Second-year tight end has a chance to contribute in 2012
With Andrew Quarless (knee) not expected back until at least Halloween, the Packers will need one of their young tight ends to emerge as Jermichael Finley‘s backup. And while D.J. Williams and Tom Crabtree will certainly be in the mix, the feeling here is that Ryan Taylor will ultimately win the job. I was impressed by the former North Carolina star before he ever donned a Green Bay uniform, and he did nothing last summer to dampen my enthusiasm. Taylor has good size (6’3, 255) and deceptive athleticism. And since he’s still learning to play the position after spending the bulk of his college career at linebacker, he’s only scratched the surface of his potential.
Ted Thompson was very economical when it came to signing undrafted free agents last month. According to Bob McGinn of the Journal Sentinel, the Packers general manager spent $51,500 on 15 rookies – or about $3,400 per player. Under terms of the new collective bargaining agreement, Green Bay could’ve spent up to $75,000. Offensive lineman Tommie Draheim received the biggest signing bonus ($8,500) and three other players (Sean Richardson, Jaymes Brooks and Marc Tyler) got $5,000. Conversely, the Saints spent $30,000 on Appalachian State running back Travaris Cadet. Different strokes for different folks, but based on past history, something tells me Thompson will wind up getting more bang for the buck.
One of ESPN’s “experts” opined that Terrell Manning would’ve gone at least two rounds higher had he stayed in school and entered the draft a year from now. That’s probably true. The former North Carolina State star certainly didn’t play like a fifth-round pick last season. He posted 76 unassisted tackles (including an ACC leading 14.5 for loss), 5.5 sacks, 5 pass breakups, 3 interceptions and 4 forced fumbles in 11 starts. So why were over 160 prospects selected ahead of Manning? The biggest reason is a lack of ideal size and speed. He’s a little light (237 pounds) for the inside and a little slow (4.74) for the outside. What he is, however, is a good football player. It wouldn’t be a shock to see him push A.J. Hawk for playing time this summer and then push the veteran right out the door next offseason.

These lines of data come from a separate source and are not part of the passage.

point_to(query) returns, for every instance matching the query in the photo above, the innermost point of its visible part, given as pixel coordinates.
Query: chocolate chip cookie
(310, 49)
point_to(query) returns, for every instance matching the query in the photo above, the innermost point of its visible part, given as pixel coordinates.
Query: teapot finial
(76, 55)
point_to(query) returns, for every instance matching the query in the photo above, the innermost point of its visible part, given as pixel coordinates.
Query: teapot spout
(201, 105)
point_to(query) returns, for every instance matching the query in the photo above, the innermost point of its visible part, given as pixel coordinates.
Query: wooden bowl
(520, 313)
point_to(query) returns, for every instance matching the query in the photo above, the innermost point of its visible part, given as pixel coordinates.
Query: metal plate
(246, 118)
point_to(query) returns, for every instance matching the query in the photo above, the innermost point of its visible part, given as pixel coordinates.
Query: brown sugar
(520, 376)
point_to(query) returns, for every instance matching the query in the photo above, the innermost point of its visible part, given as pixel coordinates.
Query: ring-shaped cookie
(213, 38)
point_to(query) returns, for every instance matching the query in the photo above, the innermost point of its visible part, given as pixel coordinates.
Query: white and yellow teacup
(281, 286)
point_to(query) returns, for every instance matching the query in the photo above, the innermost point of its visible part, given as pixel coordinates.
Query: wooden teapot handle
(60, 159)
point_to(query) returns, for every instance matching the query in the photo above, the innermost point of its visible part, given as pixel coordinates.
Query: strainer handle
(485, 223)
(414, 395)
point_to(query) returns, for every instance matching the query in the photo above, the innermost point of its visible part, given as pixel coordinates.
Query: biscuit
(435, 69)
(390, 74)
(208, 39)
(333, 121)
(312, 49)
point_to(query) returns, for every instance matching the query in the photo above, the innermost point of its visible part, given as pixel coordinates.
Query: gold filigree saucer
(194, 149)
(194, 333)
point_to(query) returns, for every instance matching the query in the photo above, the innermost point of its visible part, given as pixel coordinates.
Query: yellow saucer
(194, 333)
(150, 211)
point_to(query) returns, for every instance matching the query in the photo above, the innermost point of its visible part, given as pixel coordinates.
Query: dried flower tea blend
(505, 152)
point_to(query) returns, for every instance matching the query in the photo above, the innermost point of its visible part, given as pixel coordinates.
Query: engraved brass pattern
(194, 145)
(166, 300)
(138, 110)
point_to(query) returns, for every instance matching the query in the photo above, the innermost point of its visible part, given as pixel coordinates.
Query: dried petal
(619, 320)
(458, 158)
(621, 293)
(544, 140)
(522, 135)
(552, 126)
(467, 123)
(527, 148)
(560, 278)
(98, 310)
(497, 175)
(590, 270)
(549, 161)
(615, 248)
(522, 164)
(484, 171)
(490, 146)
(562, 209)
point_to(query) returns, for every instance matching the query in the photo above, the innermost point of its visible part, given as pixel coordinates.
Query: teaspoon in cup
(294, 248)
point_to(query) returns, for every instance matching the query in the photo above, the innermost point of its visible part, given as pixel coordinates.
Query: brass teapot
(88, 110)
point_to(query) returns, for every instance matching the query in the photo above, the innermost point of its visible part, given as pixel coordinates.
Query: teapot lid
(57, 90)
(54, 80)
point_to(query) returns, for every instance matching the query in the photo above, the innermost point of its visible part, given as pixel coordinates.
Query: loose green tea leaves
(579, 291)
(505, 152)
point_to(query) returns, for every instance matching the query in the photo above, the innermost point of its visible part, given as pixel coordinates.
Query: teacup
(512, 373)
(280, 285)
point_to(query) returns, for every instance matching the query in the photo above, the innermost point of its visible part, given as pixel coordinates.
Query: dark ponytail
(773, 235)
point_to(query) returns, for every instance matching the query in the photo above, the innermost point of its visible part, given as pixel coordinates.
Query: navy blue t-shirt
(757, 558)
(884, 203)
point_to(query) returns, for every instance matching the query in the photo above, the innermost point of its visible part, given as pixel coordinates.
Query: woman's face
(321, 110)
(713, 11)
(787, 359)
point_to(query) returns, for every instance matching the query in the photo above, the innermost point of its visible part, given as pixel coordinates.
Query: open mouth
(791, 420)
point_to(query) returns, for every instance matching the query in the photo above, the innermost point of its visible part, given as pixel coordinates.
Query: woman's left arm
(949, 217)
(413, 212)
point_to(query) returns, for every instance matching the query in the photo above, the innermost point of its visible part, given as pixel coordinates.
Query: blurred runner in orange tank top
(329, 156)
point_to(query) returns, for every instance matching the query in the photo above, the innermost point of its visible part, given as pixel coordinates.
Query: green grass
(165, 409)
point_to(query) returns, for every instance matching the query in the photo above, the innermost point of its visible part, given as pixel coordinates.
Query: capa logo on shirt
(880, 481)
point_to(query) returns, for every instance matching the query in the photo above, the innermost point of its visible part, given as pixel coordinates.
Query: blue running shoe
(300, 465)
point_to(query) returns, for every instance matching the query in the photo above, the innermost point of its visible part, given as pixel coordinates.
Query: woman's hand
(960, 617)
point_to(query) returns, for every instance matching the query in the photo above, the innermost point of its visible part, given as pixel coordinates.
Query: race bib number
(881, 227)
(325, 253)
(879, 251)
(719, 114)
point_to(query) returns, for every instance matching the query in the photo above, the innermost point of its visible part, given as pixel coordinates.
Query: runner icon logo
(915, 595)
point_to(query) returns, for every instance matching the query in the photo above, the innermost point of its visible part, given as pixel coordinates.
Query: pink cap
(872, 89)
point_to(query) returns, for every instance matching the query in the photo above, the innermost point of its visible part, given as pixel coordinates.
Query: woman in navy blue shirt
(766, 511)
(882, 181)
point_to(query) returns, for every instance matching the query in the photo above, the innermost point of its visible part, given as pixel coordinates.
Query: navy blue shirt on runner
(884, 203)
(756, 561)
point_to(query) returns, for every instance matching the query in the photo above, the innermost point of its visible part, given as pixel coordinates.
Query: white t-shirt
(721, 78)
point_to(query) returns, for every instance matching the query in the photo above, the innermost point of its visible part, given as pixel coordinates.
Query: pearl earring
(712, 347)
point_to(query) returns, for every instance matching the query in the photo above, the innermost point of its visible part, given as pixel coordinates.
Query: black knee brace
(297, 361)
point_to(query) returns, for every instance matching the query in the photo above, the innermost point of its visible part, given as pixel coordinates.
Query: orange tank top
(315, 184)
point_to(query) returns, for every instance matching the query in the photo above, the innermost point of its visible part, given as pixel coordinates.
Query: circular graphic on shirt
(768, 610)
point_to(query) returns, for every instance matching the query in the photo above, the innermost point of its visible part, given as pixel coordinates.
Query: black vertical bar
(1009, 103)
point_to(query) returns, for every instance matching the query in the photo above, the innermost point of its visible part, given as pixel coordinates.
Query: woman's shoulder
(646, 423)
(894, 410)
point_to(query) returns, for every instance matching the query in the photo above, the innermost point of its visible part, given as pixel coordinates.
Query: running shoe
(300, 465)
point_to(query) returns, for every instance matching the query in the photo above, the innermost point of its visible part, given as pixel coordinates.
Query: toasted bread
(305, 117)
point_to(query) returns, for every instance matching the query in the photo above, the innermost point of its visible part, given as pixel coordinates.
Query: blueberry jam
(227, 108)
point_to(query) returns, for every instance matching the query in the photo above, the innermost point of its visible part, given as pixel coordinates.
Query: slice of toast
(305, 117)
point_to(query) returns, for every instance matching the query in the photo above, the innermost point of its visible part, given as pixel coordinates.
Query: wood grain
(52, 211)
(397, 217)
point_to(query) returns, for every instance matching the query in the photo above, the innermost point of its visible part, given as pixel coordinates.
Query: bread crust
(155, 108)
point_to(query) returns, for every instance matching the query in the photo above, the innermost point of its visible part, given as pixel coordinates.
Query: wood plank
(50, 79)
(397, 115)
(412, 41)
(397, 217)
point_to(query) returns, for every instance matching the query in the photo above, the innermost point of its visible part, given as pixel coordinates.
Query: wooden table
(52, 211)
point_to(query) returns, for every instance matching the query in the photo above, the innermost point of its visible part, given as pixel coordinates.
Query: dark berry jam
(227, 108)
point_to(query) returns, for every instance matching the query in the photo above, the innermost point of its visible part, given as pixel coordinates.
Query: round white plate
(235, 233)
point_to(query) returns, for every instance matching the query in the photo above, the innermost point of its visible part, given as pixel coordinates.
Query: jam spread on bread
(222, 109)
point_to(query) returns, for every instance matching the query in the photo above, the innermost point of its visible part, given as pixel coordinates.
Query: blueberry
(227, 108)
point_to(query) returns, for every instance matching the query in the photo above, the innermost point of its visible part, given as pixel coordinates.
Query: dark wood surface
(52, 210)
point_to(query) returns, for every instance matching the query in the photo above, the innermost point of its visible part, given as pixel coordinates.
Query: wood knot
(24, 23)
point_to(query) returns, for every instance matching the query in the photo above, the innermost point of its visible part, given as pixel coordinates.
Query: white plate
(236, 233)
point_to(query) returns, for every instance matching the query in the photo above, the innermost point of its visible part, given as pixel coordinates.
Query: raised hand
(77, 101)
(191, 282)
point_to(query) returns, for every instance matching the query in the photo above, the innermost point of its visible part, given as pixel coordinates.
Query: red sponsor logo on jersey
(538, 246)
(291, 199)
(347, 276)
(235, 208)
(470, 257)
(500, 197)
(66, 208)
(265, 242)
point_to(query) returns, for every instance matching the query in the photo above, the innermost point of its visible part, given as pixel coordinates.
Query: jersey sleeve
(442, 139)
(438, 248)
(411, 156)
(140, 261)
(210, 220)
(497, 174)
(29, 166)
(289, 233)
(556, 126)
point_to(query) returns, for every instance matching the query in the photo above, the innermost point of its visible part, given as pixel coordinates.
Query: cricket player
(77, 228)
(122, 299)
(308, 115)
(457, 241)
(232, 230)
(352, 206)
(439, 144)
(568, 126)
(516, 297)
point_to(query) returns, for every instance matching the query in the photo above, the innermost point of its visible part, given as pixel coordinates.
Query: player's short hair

Mike McCarthy has put together an interesting offensive staff. He has a former tight ends coach (Ben McAdoo) working with the quarterbacks, a former quarterbacks coach (Alex Van Pelt) working with the running backs, a former running backs coach (Jerry Fontenot) working with the tight ends and another former running backs coach (Edgar Bennett) working with the wide receivers. And oh yeah, offensive assistant John Rushing worked with defensive backs for seven years at Utah State before joining the Packers. Is it just a matter of time before we see offensive line coach James Campen instructing a young quarterback on how to properly move his feet in the pocket?
Andrew Datko has the potential to be a starting tackle in the National Football League. That’s my opinion after watching a few Florida State games from early last season. The first of Green Bay’s two seventh-round picks impressed the heck out of me – even though he was playing with a badly injured left shoulder that would require surgery less than a month later. If not for the uncertainty over his shoulder, Datko almost certainly would’ve been among the first 100 players drafted. He’s a student of the game who understands angles, leverage and positioning. I think he has a chance to be a better pro than Marshall Newhouse, but only if his shoulder holds up. And that’s a big if.
These truly are Ted Thompson’s Packers. Of the 90 players on the roster, 89 were acquired by the current general manager. Only wide receiver Donald Driver was here prior to 2005 and his future with the organization is tenuous. Here are some more interesting numbers. Of the 90 players, only 15 have ever worn another professional uniform. And of those 15, only 8 played in a game for a team other than Green Bay. Thompson and McCarthy talk all the time about developing young players, and what better way to develop a young player than to get him straight out of college?